Friday, September 25

Finding Fearlessness: How To Do It


Dr. Stephen Covey calls it the circle of concern: an outer circle that consists of several factors that people cannot influence such as the economy, security, and inconveniences. And yet, with increasing regularity, more people seem fixated on them at the expense of factors they can directly influence.

In September, eMarketer presented a study that shared why executives love or fear social media. Not surprisingly, almost every executive who valued social media listed qualities related to what they could directly influence: customer relationships, brand enhancement, customer service, employee morale.

Those who feared social media listed things they could not directly influence, such as the unknown, confidentiality, security, and employee productivity among those reasons they fear it. Those fears still remain today.

In every occasion, solutions land in the inner circle while fears fall to the outside.

Yesterday, Jeremy Meyers wrote a post asking how do we address fear? His solution was to offer love and compassion.

While there is truth to the concept, the application isn't always welcome. It isn't always welcome because people who are focused on the outer circle are more likely to consider such gestures with reservation and, well, concern. Sometimes those reservations are warranted. Other times they are not.

Although being overly concerned about the weaknesses of others falls well outside an inner circle (until it expands our own), fearless folks can still help others find fearlessness with clear communication, flexibility, and empathy.

For example, at our company, not every social media or communication program begins with the "ideal" program. We find ways to help companies take baby steps toward "ideal" programs. Simply put, we look for a potential win-win or we move on.

There are no hard feelings if we do.

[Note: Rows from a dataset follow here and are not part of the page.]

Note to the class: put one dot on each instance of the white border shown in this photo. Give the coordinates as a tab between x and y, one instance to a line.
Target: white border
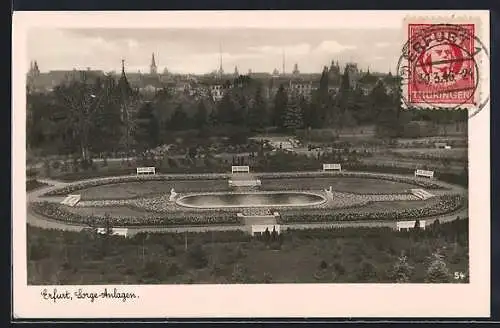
277	300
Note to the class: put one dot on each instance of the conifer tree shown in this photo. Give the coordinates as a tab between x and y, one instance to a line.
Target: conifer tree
437	272
292	117
401	271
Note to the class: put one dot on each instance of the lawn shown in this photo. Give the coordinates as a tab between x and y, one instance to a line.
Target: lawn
345	255
34	184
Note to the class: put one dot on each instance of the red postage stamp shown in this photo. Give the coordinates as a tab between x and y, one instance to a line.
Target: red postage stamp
441	64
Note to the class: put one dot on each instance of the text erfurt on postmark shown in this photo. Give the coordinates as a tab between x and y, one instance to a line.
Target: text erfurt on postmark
442	63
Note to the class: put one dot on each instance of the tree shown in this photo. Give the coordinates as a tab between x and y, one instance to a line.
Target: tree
240	111
197	257
179	119
417	225
147	132
201	116
267	235
437	272
274	234
225	109
386	110
240	274
78	104
292	117
257	114
401	271
280	106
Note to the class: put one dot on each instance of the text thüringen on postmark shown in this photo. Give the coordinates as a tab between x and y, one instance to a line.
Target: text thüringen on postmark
442	65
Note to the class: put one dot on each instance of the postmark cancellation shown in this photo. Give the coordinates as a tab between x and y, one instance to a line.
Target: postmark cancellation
443	64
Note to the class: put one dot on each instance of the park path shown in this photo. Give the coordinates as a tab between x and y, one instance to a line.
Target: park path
43	222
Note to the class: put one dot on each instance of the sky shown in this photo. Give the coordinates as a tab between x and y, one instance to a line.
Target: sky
198	51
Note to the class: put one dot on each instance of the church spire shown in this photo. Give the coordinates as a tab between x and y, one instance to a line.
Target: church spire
153	69
123	84
221	70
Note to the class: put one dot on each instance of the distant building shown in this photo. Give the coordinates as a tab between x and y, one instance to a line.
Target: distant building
353	71
153	70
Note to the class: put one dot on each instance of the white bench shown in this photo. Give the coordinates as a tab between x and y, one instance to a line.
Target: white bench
407	225
114	231
71	200
244	183
240	169
424	173
422	194
332	167
146	170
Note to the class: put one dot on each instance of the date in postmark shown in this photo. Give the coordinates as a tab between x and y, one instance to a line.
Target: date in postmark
441	66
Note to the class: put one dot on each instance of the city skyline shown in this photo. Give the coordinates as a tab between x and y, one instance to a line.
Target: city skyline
199	51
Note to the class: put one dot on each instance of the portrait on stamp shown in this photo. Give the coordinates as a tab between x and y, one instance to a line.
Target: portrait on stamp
309	156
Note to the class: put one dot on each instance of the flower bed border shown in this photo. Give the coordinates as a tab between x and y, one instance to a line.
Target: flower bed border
84	184
229	219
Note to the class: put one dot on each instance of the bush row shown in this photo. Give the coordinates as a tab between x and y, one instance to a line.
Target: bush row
57	212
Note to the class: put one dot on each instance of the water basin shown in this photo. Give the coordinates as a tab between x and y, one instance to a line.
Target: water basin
257	199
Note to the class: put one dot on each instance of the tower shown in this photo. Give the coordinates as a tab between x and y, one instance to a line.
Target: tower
283	63
153	69
221	70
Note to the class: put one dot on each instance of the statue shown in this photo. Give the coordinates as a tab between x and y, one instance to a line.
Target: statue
173	194
329	193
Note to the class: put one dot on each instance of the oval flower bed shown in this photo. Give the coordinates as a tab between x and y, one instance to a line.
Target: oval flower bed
213	176
447	204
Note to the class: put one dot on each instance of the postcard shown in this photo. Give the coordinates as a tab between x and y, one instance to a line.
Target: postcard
251	164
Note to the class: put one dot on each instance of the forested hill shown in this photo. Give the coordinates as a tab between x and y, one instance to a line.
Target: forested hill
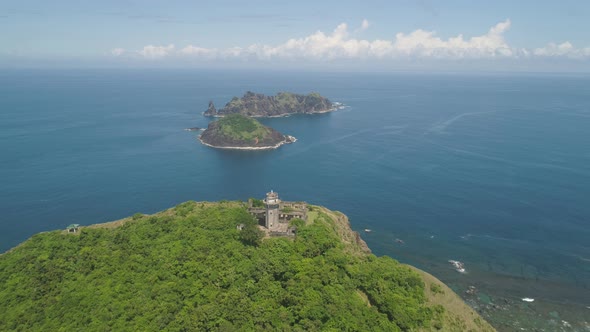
239	131
284	103
190	269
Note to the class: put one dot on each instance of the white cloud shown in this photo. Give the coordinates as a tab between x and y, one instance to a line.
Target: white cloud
565	49
425	44
117	51
196	51
339	44
156	52
364	25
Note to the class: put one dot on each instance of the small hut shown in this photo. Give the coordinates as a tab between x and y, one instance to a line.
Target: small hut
73	228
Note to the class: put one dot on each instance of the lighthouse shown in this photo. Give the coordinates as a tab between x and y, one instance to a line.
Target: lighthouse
272	209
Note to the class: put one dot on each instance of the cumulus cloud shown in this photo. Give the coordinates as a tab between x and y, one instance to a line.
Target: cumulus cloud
117	51
156	52
339	44
565	49
364	25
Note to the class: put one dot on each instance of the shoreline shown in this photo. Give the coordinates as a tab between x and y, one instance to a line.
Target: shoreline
336	107
288	140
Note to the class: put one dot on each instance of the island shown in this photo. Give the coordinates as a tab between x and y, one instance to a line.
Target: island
240	132
212	266
283	104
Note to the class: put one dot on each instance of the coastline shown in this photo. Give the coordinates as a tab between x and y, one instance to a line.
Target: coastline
289	140
336	106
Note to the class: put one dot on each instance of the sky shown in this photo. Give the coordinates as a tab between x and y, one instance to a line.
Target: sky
365	35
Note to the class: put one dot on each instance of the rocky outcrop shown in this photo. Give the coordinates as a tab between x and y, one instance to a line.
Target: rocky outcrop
283	104
211	110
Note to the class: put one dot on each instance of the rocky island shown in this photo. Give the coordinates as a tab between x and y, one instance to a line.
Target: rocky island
204	266
283	104
240	132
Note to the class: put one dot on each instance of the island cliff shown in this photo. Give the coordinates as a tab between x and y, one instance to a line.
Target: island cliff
237	131
207	267
283	104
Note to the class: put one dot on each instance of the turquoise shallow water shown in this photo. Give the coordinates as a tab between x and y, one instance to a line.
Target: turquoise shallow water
492	170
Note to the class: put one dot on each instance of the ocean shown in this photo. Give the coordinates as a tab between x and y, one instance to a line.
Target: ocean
489	169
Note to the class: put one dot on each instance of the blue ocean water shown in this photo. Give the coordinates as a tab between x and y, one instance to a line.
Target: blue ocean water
489	169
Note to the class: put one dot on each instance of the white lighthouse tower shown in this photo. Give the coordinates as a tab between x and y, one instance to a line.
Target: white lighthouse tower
272	209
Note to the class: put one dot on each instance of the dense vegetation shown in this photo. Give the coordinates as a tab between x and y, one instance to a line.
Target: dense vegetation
190	269
237	130
241	127
256	104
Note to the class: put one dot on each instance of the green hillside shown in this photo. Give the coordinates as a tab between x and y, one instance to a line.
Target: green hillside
190	269
239	127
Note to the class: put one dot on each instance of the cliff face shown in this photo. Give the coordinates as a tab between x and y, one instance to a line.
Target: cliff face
284	103
189	267
241	132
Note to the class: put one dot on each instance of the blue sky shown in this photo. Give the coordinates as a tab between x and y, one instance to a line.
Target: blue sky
484	34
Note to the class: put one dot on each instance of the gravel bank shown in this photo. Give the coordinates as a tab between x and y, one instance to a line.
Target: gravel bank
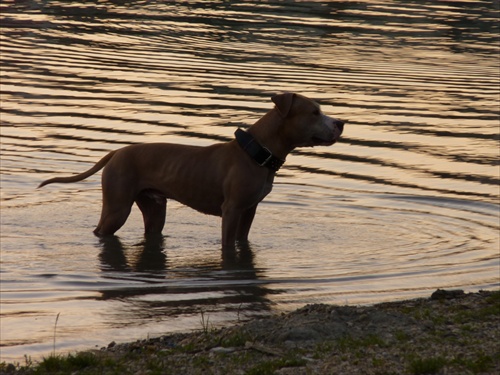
449	333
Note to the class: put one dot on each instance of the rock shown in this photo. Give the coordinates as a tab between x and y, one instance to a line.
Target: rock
441	294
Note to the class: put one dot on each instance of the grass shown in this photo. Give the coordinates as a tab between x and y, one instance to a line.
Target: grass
271	366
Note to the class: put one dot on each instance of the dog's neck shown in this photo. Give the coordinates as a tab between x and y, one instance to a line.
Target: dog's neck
267	132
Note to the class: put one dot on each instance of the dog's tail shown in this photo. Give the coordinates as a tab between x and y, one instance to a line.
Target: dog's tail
82	176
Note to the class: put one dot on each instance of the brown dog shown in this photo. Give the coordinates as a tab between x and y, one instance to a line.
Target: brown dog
226	179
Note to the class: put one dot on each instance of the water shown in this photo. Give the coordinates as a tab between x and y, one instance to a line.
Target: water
406	203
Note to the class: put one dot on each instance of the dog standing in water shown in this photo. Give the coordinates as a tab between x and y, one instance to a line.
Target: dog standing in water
225	179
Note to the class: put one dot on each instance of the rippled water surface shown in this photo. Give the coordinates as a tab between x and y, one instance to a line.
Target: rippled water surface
406	203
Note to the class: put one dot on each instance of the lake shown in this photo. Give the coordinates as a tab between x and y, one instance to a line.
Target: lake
406	202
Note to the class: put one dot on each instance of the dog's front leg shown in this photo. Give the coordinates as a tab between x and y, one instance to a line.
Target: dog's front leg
230	220
244	224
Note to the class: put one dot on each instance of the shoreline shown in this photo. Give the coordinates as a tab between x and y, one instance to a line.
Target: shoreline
451	332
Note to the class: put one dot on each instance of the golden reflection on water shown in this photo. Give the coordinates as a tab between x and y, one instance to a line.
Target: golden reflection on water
407	202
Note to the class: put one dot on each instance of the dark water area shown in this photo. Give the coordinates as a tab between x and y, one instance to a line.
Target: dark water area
406	202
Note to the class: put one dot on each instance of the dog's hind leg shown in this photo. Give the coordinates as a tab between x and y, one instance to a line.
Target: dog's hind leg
112	220
116	207
153	206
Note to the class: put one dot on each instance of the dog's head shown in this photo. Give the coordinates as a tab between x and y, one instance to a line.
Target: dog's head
303	122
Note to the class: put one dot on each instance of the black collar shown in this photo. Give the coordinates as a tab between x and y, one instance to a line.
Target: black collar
257	152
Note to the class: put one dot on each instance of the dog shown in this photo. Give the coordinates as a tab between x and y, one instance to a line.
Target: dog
226	179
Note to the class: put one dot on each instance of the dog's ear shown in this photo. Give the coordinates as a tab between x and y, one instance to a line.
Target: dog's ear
283	103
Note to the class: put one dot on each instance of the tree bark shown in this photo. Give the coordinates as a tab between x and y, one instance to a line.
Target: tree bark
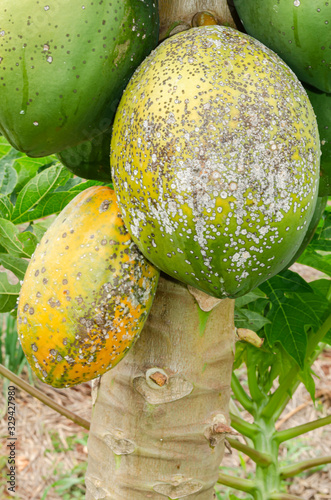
183	11
161	414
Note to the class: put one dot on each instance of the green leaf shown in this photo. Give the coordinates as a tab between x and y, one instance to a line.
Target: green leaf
38	194
6	207
306	378
244	318
52	203
249	297
8	294
8	179
29	241
9	239
7	149
317	260
322	287
14	264
41	227
290	318
27	168
286	281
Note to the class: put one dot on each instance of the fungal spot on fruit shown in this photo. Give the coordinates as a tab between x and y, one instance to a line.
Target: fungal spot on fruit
104	206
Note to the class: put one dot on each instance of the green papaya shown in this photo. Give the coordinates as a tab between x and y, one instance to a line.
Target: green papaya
215	160
319	209
322	106
298	30
90	159
64	65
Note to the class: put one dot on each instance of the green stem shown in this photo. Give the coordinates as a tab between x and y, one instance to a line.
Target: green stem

If people aren't willing to meet us halfway, then it's very likely their fears of outsourcing, job security, budgets, results, economic conditions, brand control (whatever that is), customers, etc. are too large for them to take control of their own destiny at that time. There is nothing wrong with that. We don't fault them for it.

How about you? How many fears do you focus on that reside outside your direct influence? The economy? Health concerns? Job security? And what would you do if you weren't afraid?

2 comments:

Jeremy on 9/26/09, 7:30 AM said...

Hey Rich-

I think my point was that love and compassion and understanding peoples true fears is the only effective way to get people to adjust their mindset from things they can't control to things they can control.

The diagram is interesting because the center actually affects the outer ring, but focusing only on the outer ring will not change anything.

Thanks for the follow-up post!

Rich on 10/1/09, 7:21 AM said...

Jeremy,

I enjoyed your post so was happy to follow. :)

You're right of course. Empathy is a powerful ally.